うちの長女のとき実際に、長女の中学入学準備費用と住宅ローンのボーナス払いが同じ月に重なって青ざめた経験があります。入学準備費12万円とボーナス払い15万円が同月に来ると、その月だけで27万円が一気に飛んでいきます。

この記事では、FP相談1,500件の実績から見えてきた「ダブルパンチ期」の構造と、家計が破綻する前に打てる防衛策を3ステップで整理します。

「ダブルパンチ期」とは何か──教育費と住宅ローンが同時に家計を圧迫する構造

住宅購入の平均年齢は30代後半〜40代前半。第一子の誕生から住宅購入までの期間を考えると、子どもが中学〜大学に進む時期に住宅ローンの残高がまだ大きい家庭が多数派です。

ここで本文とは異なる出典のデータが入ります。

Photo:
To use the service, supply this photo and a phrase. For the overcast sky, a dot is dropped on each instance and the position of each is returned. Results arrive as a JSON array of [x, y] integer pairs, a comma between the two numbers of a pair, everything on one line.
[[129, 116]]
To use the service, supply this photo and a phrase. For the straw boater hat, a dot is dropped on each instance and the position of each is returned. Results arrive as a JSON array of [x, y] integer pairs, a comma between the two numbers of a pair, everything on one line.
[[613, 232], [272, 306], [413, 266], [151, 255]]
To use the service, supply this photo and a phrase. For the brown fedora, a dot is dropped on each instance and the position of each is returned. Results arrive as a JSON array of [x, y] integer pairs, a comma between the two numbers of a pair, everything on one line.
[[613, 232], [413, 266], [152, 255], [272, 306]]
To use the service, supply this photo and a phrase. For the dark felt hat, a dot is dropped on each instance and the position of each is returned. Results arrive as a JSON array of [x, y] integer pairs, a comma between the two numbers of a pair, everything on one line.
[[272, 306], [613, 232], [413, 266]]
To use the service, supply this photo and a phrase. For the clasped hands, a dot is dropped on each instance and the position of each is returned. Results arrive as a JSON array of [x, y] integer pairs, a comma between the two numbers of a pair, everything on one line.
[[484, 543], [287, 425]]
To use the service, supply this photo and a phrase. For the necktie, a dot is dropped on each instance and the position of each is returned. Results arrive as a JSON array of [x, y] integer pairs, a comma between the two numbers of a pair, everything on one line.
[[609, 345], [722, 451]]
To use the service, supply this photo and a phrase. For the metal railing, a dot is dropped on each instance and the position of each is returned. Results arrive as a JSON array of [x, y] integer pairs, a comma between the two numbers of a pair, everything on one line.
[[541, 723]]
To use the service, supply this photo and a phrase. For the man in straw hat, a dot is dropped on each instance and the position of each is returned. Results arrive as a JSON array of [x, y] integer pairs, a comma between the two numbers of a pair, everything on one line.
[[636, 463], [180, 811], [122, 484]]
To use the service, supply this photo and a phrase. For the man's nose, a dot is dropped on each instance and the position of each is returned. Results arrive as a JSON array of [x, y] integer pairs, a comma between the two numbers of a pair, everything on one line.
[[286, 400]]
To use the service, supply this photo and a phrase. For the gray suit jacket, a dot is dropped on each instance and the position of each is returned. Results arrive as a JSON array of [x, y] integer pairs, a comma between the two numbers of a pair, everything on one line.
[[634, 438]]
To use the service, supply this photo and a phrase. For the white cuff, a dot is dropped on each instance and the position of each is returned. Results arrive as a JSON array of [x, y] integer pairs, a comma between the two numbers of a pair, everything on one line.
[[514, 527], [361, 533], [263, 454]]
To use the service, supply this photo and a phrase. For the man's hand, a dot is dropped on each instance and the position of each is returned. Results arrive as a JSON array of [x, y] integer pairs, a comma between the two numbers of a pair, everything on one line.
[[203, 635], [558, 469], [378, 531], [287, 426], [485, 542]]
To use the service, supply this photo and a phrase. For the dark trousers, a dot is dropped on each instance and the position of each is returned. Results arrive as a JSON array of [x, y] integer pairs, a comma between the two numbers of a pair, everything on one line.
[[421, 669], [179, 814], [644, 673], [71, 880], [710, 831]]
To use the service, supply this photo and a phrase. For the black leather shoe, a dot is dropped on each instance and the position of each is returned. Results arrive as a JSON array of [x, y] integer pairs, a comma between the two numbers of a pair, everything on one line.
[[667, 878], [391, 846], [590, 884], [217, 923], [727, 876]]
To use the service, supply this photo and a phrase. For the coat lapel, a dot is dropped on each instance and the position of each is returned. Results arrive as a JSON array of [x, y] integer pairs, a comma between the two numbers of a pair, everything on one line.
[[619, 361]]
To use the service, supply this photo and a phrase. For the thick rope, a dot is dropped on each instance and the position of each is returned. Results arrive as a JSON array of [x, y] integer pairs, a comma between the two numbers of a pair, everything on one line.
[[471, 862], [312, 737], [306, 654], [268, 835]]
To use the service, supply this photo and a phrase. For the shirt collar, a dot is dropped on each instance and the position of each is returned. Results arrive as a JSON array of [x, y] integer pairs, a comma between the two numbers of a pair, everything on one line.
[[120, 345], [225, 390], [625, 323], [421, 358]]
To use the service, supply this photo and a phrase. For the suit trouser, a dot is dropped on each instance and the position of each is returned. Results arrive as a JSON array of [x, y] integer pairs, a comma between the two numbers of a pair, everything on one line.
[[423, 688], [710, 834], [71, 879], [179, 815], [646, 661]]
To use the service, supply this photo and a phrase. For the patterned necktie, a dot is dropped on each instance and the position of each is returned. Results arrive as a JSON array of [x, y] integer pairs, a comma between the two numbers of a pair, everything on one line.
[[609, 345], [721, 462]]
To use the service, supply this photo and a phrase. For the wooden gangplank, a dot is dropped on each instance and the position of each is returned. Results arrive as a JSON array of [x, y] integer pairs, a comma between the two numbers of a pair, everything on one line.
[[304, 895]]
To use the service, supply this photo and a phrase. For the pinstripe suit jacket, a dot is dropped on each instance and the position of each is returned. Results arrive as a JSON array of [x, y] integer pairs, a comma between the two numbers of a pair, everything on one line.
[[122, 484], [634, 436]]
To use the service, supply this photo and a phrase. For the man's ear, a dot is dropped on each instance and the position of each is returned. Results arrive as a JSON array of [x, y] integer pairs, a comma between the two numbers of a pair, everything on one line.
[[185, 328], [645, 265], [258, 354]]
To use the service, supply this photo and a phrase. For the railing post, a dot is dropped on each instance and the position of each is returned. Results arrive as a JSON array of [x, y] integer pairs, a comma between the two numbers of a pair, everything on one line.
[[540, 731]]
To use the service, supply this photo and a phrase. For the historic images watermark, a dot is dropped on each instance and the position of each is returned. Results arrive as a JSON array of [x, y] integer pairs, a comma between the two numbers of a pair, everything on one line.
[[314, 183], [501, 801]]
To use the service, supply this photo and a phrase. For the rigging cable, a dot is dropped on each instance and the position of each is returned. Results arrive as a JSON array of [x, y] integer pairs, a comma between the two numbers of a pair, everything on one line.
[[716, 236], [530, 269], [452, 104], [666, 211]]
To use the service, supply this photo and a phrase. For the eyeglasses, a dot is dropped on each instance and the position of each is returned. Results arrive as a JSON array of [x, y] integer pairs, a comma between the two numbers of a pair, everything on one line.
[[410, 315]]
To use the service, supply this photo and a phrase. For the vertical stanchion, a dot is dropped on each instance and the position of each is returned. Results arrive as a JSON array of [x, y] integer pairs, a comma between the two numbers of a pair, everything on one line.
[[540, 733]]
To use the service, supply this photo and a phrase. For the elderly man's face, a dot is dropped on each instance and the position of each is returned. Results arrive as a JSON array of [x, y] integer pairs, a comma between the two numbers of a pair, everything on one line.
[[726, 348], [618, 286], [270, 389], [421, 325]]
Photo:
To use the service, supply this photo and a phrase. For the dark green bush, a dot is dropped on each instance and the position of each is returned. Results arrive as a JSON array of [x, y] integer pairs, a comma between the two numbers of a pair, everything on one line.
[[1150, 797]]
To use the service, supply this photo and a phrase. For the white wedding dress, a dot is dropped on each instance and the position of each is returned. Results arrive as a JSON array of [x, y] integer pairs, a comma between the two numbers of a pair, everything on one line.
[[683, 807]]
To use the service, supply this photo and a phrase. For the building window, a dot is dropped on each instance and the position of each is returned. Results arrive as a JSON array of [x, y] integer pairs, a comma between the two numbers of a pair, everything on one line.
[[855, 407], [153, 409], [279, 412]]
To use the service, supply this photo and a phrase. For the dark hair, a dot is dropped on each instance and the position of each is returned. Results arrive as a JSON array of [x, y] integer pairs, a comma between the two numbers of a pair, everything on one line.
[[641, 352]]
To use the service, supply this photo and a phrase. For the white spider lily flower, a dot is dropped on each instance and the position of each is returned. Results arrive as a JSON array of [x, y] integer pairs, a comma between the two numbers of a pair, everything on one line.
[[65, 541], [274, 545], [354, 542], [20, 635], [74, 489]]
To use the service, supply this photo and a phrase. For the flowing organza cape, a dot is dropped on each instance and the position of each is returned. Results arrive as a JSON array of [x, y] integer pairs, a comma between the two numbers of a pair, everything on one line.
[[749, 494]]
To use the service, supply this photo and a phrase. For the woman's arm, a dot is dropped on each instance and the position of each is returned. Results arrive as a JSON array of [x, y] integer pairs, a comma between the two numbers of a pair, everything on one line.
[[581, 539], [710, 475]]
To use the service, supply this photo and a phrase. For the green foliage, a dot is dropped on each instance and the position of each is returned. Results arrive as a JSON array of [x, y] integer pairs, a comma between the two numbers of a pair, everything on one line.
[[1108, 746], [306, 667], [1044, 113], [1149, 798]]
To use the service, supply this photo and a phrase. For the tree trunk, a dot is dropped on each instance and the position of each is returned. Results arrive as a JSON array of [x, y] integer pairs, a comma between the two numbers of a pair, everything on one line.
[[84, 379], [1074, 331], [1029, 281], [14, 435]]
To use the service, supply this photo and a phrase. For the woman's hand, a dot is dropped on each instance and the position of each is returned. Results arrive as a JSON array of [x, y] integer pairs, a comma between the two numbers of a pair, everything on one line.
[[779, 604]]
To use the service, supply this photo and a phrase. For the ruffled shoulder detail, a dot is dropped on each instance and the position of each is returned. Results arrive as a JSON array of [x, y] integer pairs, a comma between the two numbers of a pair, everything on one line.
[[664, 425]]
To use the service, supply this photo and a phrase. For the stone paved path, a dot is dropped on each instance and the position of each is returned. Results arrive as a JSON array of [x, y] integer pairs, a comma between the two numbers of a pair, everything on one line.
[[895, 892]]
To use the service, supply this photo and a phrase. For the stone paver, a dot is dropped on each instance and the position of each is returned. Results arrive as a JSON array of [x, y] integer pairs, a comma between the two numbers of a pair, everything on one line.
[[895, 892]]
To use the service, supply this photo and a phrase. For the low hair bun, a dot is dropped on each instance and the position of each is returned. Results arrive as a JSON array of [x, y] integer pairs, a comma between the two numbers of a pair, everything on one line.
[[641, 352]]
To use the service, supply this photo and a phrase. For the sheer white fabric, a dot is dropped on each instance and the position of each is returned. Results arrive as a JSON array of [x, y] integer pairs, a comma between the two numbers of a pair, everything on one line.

文部科学省「令和5年度子供の学習費調査」によると、公立中学3年間の学習費総額は約162.6万円(年約54.2万円)。このうち60%以上が学校外活動費、つまり塾代が主因です。中学3年になると塾代だけで年39万円に達するケースも珍しくありません。

一方、住宅ローンは2026年6月の日銀利上げ(政策金利0.75%→1.0%)を受けて、変動金利が上昇局面に入っています。主要銀行の変動金利は2026年7月時点で1.025%前後。さらに10月の基準金利改定で0.25%程度の追加上昇が見込まれます。

変動金利の上昇が家計に与えるインパクト

残高3,000万円・残り20年のケースで試算すると、金利が0.5%上がるだけで月々の返済額は約6,600円増加し、年間では約7.9万円の負担増になります。これは公立中学1年分の塾代(年約16万円)の半分に相当します。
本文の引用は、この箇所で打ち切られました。